Would the airport be open?

sunny 28 °C

I woke this morning at 6 am to the sound of an aeroplane in the distance. The rain had stopped and as I peeked out of the window I could see it make its final approach and land safely on the sloping runway of Lukla. We had three hours until our scheduled departure, but at least the first flights of the day were being completed successfully. Over the next half an hour a steady stream of light aircraft landed, reloaded and departed again in rapid speed. Slightly worrying however where the clouds that were appearing over the tops of the mountains and moving down into the valley. This had been a pattern over recent days making it impossible to land by sight. Two hours to go and the clouds were getting thicker, as we were eating our breakfast everyone kept glancing over their shoulder to imagining that the visibility was getting that little bit less. Comfortingly the planes kept coming in and out and eventually when we got the call to go it looked like we were going to be OK.

In ten minutes we were at the airport through security and waiting in the departure lounge (small room). A plane came in and we were ushered onto the tarmac even before the inbound passengers had stared disembarking. A quick sweet for take-off and we were on our way hurtling down the sloping runway and off to the hustle and bustle of Kathmandu. We had forgotten what heat was like as we were still wearing our mountain gear with fleeces and down jackets, which were quickly discarded. Transfer was nearly as quick as Lukla and in no time at all we were on our mini bus to the Royal Singhi Hotel.

After the compulsory form filling everyone rushed to their rooms for the first real hot shower in three weeks. A change into clean clothes and a chicken salad sandwich later and we were ready to brave a bit more of what Kathmandu had to offer. The afternoon destination was Durbar Square, a complex of temples and shrines in the centre of the city. Until the early 20th Century the palace in the centre of the square was the King’s residence and we visited a museum displaying aspects and artefacts of the royal household.
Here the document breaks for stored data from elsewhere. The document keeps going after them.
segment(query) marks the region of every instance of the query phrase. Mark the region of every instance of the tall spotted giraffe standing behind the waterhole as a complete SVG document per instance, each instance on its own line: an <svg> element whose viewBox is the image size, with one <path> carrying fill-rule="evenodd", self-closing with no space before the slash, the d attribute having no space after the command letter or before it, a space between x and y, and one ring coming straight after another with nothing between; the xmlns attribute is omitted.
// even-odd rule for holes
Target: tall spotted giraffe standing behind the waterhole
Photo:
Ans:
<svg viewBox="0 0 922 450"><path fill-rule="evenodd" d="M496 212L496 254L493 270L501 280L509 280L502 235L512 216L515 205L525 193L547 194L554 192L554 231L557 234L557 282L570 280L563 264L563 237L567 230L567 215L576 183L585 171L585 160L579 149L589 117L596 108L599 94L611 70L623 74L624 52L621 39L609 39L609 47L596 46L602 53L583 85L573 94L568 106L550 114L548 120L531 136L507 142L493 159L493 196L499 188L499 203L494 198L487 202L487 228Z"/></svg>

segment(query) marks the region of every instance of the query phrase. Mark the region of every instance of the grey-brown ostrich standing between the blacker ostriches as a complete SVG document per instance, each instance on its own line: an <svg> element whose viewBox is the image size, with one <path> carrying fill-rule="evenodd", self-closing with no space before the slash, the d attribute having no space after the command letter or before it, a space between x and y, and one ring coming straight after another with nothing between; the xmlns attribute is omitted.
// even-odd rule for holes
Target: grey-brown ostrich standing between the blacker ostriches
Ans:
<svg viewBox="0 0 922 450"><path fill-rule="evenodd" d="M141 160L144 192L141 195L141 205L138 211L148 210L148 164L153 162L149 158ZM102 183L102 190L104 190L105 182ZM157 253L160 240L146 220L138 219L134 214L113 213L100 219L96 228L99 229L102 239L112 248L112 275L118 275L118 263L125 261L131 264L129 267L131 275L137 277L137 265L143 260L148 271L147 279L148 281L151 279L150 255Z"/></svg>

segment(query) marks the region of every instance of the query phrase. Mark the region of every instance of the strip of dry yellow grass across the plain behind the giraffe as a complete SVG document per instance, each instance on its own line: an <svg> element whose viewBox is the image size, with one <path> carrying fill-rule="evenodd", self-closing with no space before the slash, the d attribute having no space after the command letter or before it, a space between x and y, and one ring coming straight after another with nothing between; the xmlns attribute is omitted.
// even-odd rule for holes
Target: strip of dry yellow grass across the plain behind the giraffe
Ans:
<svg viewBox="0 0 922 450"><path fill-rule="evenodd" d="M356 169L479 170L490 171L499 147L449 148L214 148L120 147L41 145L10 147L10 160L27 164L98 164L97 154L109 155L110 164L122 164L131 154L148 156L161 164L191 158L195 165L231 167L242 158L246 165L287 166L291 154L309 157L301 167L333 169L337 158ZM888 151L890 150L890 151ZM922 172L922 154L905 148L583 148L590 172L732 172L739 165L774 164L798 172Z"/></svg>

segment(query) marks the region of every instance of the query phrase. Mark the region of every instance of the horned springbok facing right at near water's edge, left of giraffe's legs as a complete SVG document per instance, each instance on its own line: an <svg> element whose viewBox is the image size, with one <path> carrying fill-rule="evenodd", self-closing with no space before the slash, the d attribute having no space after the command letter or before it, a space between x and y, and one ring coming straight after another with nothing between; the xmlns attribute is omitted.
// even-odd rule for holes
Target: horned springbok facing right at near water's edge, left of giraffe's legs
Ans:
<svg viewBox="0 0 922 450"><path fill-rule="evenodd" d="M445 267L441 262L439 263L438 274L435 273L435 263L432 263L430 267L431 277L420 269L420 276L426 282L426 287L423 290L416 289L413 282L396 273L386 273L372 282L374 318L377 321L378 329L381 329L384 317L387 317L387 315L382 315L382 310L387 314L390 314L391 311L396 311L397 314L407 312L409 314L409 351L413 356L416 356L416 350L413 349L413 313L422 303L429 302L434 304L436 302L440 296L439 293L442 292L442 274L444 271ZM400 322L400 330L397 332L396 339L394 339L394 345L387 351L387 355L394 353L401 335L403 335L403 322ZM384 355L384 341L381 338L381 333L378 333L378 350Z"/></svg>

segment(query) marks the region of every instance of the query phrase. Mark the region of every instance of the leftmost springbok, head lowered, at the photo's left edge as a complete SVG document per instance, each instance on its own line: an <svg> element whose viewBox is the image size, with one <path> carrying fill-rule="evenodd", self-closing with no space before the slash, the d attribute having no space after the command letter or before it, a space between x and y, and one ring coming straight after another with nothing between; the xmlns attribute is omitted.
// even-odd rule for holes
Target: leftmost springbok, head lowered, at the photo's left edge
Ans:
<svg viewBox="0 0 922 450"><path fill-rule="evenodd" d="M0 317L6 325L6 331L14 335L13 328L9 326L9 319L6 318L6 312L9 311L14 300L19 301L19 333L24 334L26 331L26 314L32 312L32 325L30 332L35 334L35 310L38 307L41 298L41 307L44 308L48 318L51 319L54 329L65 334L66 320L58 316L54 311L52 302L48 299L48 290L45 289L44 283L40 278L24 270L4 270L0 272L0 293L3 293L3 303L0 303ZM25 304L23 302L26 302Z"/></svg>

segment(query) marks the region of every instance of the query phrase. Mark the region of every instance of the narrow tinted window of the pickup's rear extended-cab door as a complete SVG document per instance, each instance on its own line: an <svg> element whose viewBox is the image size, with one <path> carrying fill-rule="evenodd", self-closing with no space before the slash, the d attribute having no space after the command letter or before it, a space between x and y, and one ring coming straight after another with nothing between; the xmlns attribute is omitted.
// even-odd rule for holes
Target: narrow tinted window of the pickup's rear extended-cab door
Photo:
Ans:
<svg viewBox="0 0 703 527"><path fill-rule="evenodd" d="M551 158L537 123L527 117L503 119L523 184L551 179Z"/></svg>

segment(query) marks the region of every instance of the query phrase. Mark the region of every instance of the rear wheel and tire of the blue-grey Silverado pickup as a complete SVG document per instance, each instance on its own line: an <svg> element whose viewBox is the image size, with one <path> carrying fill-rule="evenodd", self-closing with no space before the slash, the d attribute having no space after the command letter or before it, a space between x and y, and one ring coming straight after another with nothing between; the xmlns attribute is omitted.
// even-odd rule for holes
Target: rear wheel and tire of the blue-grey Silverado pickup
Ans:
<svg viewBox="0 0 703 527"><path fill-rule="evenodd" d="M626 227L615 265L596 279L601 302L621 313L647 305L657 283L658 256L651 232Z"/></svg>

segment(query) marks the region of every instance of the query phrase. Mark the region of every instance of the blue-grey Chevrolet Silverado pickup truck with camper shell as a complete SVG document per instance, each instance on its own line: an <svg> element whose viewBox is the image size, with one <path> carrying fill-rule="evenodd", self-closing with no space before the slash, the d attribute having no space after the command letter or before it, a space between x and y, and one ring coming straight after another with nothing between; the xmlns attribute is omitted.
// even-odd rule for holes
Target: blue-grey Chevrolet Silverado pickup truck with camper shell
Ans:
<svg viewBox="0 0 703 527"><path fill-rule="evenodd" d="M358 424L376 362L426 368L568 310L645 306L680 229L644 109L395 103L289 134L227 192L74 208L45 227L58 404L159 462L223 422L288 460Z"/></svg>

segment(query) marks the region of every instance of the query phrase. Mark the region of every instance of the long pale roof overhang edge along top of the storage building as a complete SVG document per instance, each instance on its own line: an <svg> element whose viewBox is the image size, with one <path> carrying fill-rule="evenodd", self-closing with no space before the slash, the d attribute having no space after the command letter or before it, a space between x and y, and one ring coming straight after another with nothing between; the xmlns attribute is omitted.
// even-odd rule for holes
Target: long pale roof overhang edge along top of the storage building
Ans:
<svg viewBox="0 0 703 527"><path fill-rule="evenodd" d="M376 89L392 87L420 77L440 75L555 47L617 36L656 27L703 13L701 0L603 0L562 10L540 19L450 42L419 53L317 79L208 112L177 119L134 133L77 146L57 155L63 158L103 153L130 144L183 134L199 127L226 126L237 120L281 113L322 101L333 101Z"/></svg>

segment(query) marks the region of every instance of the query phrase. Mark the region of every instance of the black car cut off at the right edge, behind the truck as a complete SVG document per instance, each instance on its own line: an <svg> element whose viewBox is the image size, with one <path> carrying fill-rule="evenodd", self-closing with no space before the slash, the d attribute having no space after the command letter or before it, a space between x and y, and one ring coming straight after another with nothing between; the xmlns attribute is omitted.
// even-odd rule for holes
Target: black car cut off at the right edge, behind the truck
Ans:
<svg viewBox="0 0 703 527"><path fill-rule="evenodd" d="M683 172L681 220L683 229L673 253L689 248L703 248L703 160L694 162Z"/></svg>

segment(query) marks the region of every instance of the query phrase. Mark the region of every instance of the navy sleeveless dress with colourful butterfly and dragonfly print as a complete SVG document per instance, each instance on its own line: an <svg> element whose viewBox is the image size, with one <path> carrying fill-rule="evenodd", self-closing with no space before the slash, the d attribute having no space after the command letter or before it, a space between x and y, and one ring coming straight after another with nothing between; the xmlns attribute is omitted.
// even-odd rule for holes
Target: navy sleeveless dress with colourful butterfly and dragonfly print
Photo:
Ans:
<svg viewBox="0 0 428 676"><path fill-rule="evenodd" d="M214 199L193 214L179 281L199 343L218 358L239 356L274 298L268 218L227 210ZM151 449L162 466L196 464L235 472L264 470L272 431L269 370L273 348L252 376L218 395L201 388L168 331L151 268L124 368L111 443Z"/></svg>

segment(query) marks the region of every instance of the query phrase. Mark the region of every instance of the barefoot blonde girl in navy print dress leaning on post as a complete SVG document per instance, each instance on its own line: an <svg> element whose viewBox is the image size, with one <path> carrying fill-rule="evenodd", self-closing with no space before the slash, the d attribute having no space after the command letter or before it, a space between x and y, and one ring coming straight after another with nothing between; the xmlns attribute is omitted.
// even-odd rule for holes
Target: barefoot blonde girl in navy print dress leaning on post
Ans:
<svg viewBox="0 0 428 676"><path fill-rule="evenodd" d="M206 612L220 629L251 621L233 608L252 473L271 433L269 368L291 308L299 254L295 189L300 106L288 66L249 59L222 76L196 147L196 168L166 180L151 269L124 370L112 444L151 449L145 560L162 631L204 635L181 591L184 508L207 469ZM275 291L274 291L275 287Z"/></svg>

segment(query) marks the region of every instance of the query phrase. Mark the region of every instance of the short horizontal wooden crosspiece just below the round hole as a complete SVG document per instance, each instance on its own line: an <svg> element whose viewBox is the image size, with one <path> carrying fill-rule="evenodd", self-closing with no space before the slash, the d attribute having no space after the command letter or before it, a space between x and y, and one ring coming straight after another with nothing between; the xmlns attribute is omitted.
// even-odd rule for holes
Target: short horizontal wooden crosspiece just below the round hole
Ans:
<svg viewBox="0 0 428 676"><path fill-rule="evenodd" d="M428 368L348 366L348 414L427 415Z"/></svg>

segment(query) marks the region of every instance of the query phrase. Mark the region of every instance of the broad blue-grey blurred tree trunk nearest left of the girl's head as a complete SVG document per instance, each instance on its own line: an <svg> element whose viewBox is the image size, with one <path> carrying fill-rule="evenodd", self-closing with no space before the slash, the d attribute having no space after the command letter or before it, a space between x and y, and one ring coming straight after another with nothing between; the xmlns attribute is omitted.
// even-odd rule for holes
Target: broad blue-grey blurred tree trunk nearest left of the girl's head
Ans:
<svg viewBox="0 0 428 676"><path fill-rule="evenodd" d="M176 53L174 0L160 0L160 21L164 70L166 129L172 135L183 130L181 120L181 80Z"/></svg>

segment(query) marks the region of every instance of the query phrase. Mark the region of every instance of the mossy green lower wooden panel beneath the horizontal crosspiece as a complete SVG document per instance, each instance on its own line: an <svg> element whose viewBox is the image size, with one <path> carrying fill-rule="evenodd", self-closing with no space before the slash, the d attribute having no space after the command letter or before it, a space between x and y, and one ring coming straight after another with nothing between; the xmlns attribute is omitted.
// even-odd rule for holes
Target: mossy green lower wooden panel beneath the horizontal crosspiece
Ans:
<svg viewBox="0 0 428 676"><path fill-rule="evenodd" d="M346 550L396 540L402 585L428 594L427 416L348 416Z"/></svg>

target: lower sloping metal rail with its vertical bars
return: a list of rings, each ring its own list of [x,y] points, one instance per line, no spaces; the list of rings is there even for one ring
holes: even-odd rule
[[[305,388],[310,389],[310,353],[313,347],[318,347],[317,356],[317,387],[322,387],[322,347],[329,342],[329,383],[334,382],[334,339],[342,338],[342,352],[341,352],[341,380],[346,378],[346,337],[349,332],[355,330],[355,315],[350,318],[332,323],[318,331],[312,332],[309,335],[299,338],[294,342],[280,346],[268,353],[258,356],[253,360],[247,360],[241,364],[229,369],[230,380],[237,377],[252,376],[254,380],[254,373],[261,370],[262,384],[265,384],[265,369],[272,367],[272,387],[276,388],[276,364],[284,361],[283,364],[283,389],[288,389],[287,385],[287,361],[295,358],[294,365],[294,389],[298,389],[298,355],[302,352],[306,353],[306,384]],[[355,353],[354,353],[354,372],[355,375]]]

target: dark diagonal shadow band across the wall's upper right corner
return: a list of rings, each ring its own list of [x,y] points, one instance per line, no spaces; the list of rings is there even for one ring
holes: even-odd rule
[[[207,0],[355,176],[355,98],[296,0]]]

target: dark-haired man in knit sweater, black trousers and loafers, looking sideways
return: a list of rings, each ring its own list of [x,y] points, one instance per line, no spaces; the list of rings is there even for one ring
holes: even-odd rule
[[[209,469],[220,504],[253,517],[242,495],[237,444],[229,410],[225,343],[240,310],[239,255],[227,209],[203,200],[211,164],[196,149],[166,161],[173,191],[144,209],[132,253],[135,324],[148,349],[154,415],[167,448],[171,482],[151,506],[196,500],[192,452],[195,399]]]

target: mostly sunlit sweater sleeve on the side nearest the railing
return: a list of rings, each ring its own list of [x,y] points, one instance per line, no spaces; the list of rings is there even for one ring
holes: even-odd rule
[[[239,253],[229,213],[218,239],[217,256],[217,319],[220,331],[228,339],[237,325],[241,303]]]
In the evening we descended on ‘Rumdoodles’ a famous restaurant noted for the Yeti feet festooned around the walls and ceiling. Each table is provided with a cardboard Yeti foot to decorate and once completed they are displayed (if a space can be found) for future diners. Smaller individual Yeti feet are provided to each diner at the end of the meal. We designed our own High Passes of Everest foot which now hangs proudly near the entrance door. The artwork is possibly as good as one or two of the others but at least we have made our mark and one or two may take an interest.